Trolls and the Junk Science

One of the blog readers asked me to publish his thoughts, which I gladly do. I only touched formatting, not the content.

I decided to write this after hearing this term once again and immediately thinking of the Copyright Trolls going after people for allegedly illegally sharing copyrighted adult movies via torrents. When I first found out what Copyright Trolls were, I couldn’t believe it – seriously. What a bunch of bottom feeding low life bozos. Hard to believe our legal system allows such activity to occur.

So what is Junk Science? According to, Junk Science is “faulty scientific data and analysis used to advance special interests and hidden agendas.” One of the “Special Interest” listed on the Junk Science site is “Personal injury lawyers.” Read the following details on these lawyers and tell me if you don’t think the Trolls fit in this category.

“Personal injury lawyers – sometimes referred to simply as trial lawyers (as in the American Association of Trial Lawyers or ATLA), may use junk science to extort settlements from deep-pocketed businesses or to bamboozle juries into awarding huge verdicts.”

Well, the “John Does” are not deep-pocketed businesses, but file against enough of them and you are doing pretty well at creating a virtual deep-pocket of income.

“…to advance special interests and hidden agendas.” Boy if that doesn’t hit close to home (or Troll Hole)… The agenda of the Copyright Trolls is to make as much money from settling with alleged illegal downloaders, not to determine true culpability. Make no mistake that pure profit guides this effort. If they would actually take the time to try to determine if the owner of the IP address is responsible for the downloading/sharing, the Troll profit margin drops pretty fast. Anyone have an idea of how much computer forensic analysis of a single system would run??? One Web site gives a general forensic examination estimate of 5-35 hours at variable rate of $125 – $175. OK, estimate a minimum of $600, to over $6,000. How many systems do you have in your household? Many homes have a couple – multiply the examination cost even more. Let’s not forget the possible analysis of the network modem and other network equipment (firewall/routers, switches, hubs, etc.). Depending on the situation, these could be central to culpability. If the analysis fails to disclose the file or indication that the file resided on the system, the Trolls are really risking their bottom line (profit). The burden of proof may be lower is a civil proceeding, but you are still presumed to be innocent unless proven otherwise — Burden of proof is still on the Trolls. And let’s not forget who is doing this specialized analysis… Employees of the trolls — do we see a vested interest in this???? And what is the training and certifications for those who are doing this analysis? Having a computer science degree does not necessarily give you training or experience in investigations, objectivity, evidence collection, and computer forensic analysis. If person(s) working for the Trolls to collect the IP addresses are not certified computer forensic examiner or at least a trained investigator, the flood gates of questions can be raised as to their ability, competency, and impartiality to accurately perform such activities.

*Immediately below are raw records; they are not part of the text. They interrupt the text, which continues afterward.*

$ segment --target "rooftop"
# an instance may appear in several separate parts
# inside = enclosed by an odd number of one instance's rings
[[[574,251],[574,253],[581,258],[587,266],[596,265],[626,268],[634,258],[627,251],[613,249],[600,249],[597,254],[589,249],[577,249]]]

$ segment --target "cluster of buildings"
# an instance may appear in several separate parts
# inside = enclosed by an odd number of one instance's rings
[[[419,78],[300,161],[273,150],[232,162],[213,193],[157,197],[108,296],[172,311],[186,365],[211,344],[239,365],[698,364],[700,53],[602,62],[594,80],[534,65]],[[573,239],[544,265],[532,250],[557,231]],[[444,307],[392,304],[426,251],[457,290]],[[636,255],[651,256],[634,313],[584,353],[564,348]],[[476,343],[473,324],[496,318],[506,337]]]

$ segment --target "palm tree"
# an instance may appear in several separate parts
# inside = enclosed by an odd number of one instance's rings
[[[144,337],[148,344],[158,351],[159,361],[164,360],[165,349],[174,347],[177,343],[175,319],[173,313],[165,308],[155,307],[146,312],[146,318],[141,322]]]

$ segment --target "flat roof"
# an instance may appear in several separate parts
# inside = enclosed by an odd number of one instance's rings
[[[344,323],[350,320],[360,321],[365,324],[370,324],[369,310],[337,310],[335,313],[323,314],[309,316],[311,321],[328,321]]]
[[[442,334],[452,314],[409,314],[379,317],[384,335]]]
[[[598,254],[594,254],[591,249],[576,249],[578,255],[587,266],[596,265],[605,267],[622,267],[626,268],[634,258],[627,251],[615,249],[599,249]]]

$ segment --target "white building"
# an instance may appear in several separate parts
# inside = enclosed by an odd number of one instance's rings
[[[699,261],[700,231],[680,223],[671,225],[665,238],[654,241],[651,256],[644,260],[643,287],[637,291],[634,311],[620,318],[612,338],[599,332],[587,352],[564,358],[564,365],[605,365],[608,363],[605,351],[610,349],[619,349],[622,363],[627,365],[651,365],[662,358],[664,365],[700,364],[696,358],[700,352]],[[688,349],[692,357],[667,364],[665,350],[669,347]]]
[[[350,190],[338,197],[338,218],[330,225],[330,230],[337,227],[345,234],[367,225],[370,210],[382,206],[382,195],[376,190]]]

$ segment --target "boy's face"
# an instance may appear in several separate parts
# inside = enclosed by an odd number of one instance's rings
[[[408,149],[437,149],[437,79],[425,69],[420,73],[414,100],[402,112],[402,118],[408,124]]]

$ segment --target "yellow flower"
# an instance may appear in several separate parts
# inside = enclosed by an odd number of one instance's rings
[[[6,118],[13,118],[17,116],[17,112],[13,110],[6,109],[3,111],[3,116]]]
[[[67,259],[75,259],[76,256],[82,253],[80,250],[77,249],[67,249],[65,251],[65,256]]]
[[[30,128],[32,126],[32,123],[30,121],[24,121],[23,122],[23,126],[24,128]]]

“faulty scientific data and analysis”. Another area in which the Trolls excel in. First problem is the method the Trolls use to collect the offending IP addresses. It may be as simple as having someone sit in front of a Torrent client and write down the sharing IP addresses. The fact is we do not know and cannot examine the method independently. One of the Trolls is claiming that they spent over $250K in developing special software to collect offender IP addresses. The Troll makes the claim that the software is flawless. I know, stop laughing and read on. OK, so how many of you think all the money Microsoft spent on developing Windows prevented mistakes and vulnerabilities in the software? Who knows, maybe the software is simple and works as claimed. You of course need to have an independent party test out the method and software repeatedly to truly determine this. This will likely never happen, as it isn’t in the business plan of the Trolls. It costs more money and the risk of a negative finding isn’t worth jeopardizing their income.

Faulty analysis on the IP address. The Troll belief that IP address ownership equals culpability is faulty to the core. I’m not saying their method is 100% wrong, just that they are not 100% right. Now here is where the Trolls state that if their analysis was faulty, how come people agree to the settlement. FACT: Only some people have settled with the Trolls; not all of them. I don’t have numbers, but I have seen the estimate of 40-50% thrown around. So let’s say 50% settlement rate. Of those 50% who settle, did they all settle because they admitted culpability, too embarrassed to fight (porn or gay porn), scared and confused, or it is cheaper to pay then fight it out in court? We of course will not know this, as the confidentiality clause in the settlement agreement prevents both parties from talking about it — convenient. Even if you increase the Troll settlement rate to 75%, does that mean remaining 25% did not illegally download/share the media in question? What is your answer Trolls?…… What percentage of the people you accuse are not guilty? Unless the Trolls say their methods are 100% accurate, they have to admit IP ADDRESS DOES NOT EQUAL CULPABILITY. At best, the subscriber information associated with an IP address shows who is paying an ISP for Internet access via that IP address.

Faulty analysis on the Media Access Card (MAC) address. Some Trolls state the MAC address of the offending system was also given to them by the subpoenaed ISP and is more proof of culpability – again this is not 100% accurate. Not to get too geeky, but the MAC address is part of the Network Interface Card (NIC), located either on the motherboard or a separate card. The MAC address is akin to the VIN on a vehicle. But different from the VIN, in that the MAC address is easily spoofed, often for legitimate reasons. The MAC address is just like the IP address – MAC ADDRESS DOES NOT EQUAL CULPABILITY.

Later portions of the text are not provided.